In primitive societies based on the mechanical solidarity, the individual consciousness in everything follows and obeys the collective domination. On the contrary, in mature societies based on the organic solidarity, both begin to complement each other without being absorbed. The guarantee of the individual development here is not just a verbal recognition of human rights and freedoms, the autonomy of consciousness, but first of all, it is the recognition of an independent sphere of action for the individual. The human freedom manifests itself in actions. This means that the collective consciousness must be open to individuals.

The mechanical solidarity is based on the fact that the identity of people grows, and the labor division is reduced. In the modern society, it is different. In it, the level of labor division is higher and the identity of people is lower. The social solidarity here depends on the cooperation of special functions. The specialization in functions is most stated in commercial laws that regulate business agreements. In the lower societies with a small division of the labor, although despotic rule prevailed, the solidarity remained weak. Everyone was free to leave his family. Social ties were not as strong as in the modern society with a developed division of the labor. The Romans easily handed over the citizenship rights of the conquered tribes that easily could be involved in the new society, at least through the adoption. In the current societies, the process of the civil assimilation or naturalization is very complicated and time-consuming (for example, in the USA).

The more stereotyped is the collective consciousness, the more simple are the customs and beliefs, the less a person must be developed. Conversely, the more complex and vague are the rules of behavior, the more individual reflection is required in order to apply general rules to particular cases. With the social progress, the average degree of both intensity and certainty of the collective consciousness, according to Durkheim, is decreasing. If earlier the collective consciousness regulated all spheres of the social life, then later it plays a smaller and smaller role. If in the early stages the authority of the family head was considered a public duty, then, in ancient Rome, the respect for the father became a private matter for everyone. The society as a whole was no longer interested in this.

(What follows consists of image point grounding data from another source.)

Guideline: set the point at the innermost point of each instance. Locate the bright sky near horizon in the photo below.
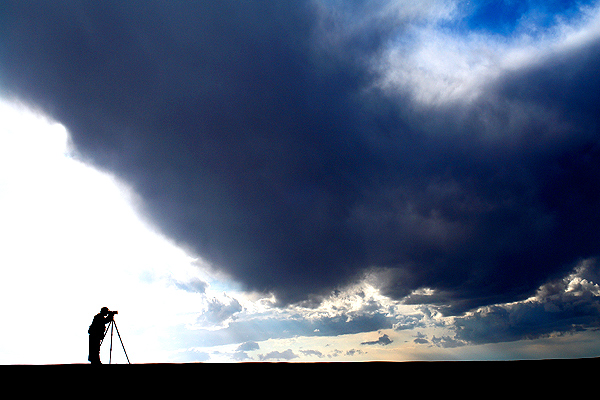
(434, 201)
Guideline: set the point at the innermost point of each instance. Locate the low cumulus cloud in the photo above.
(292, 146)
(383, 340)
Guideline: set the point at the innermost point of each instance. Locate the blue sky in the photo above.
(308, 181)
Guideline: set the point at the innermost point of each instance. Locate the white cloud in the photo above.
(70, 243)
(436, 64)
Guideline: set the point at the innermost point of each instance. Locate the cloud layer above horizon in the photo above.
(301, 146)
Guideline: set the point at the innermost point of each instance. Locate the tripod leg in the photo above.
(112, 323)
(121, 340)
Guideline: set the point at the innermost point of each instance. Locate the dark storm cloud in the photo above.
(246, 130)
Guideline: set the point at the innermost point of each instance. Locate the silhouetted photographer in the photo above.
(97, 331)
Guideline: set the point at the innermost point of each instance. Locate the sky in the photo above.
(317, 180)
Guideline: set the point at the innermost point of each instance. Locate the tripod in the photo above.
(112, 324)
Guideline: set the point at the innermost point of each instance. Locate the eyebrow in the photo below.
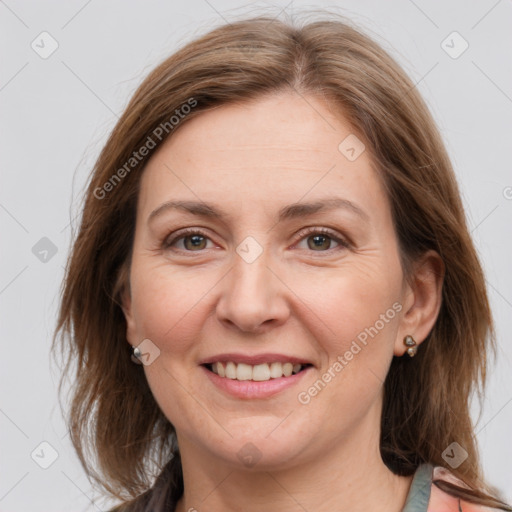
(292, 211)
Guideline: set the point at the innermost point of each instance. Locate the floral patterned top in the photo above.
(424, 496)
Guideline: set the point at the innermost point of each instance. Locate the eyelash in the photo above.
(167, 243)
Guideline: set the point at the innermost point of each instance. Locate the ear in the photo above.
(422, 300)
(123, 285)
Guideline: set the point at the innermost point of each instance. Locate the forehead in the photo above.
(270, 151)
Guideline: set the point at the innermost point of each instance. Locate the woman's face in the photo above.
(289, 264)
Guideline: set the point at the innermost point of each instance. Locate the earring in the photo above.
(136, 355)
(411, 344)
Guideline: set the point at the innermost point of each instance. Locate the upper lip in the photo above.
(254, 359)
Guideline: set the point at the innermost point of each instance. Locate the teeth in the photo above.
(258, 372)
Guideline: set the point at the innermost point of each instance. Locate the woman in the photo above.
(275, 231)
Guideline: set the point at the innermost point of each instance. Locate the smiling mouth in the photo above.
(258, 372)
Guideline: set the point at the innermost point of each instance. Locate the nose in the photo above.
(253, 298)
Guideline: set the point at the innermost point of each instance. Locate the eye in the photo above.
(192, 240)
(321, 239)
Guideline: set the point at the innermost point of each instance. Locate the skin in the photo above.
(251, 160)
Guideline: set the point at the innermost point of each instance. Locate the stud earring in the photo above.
(136, 355)
(411, 345)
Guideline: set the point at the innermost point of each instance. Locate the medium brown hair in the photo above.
(121, 436)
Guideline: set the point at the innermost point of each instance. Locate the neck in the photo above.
(348, 476)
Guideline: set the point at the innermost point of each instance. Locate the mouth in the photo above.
(258, 372)
(251, 377)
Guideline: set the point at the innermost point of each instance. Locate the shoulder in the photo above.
(440, 501)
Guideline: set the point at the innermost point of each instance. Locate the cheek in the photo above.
(166, 304)
(352, 304)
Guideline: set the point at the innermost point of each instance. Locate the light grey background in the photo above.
(55, 117)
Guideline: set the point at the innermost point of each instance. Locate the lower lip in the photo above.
(250, 389)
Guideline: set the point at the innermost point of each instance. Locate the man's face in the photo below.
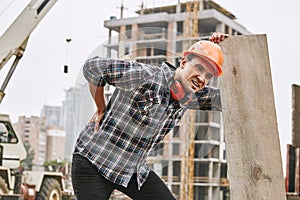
(195, 74)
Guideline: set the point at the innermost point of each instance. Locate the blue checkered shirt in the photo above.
(139, 115)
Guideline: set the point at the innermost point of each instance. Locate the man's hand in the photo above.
(218, 37)
(97, 118)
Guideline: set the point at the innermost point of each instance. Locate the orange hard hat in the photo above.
(210, 51)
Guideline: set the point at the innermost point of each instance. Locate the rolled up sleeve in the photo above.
(94, 71)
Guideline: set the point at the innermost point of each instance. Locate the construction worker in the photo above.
(111, 151)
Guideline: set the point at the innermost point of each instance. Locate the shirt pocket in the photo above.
(144, 107)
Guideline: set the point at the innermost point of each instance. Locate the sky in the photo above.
(39, 79)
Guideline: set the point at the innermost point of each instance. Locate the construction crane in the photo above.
(187, 180)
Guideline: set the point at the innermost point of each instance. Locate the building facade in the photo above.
(47, 142)
(191, 159)
(52, 115)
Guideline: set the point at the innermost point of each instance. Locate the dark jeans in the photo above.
(89, 184)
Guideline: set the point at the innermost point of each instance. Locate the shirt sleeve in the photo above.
(119, 73)
(207, 99)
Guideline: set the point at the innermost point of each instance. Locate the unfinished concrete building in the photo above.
(191, 159)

Durkheim suggests that when the family life has changed from house to house, family feelings have lost their monotony and certainty. From the collective life, a private life as a new sphere is gradually emerging. In the developed type of the modern society, the inviolability of the private life is guaranteed by all its institutions. On the contrary, in less developed societies, especially totalitarian societies, the private lives of individuals are not protected from the violence of the collective system.
The division of the labor brings diversity, and the more it is, the stronger is the people’s desire for unity and exchange. The symbol of exchange is the agreement as its legal form. The exchange assumes that two people take free obligations on themselves. This is the basis for both cooperation and interaction. To co-operate means to share a common occupation among people. The buyer’s contract with the seller or the entrepreneur with the worker is a form of a social interaction. Their relationship is governed by the rights and laws on which the social institutions of society are based.

Durkheim was less attracted by the analysis of the continuous line of evolution in the human society from ancient to modern times and the construction of global metaphysical patterns in the history. He liked the historical-comparative method, which is now called the comparativistics.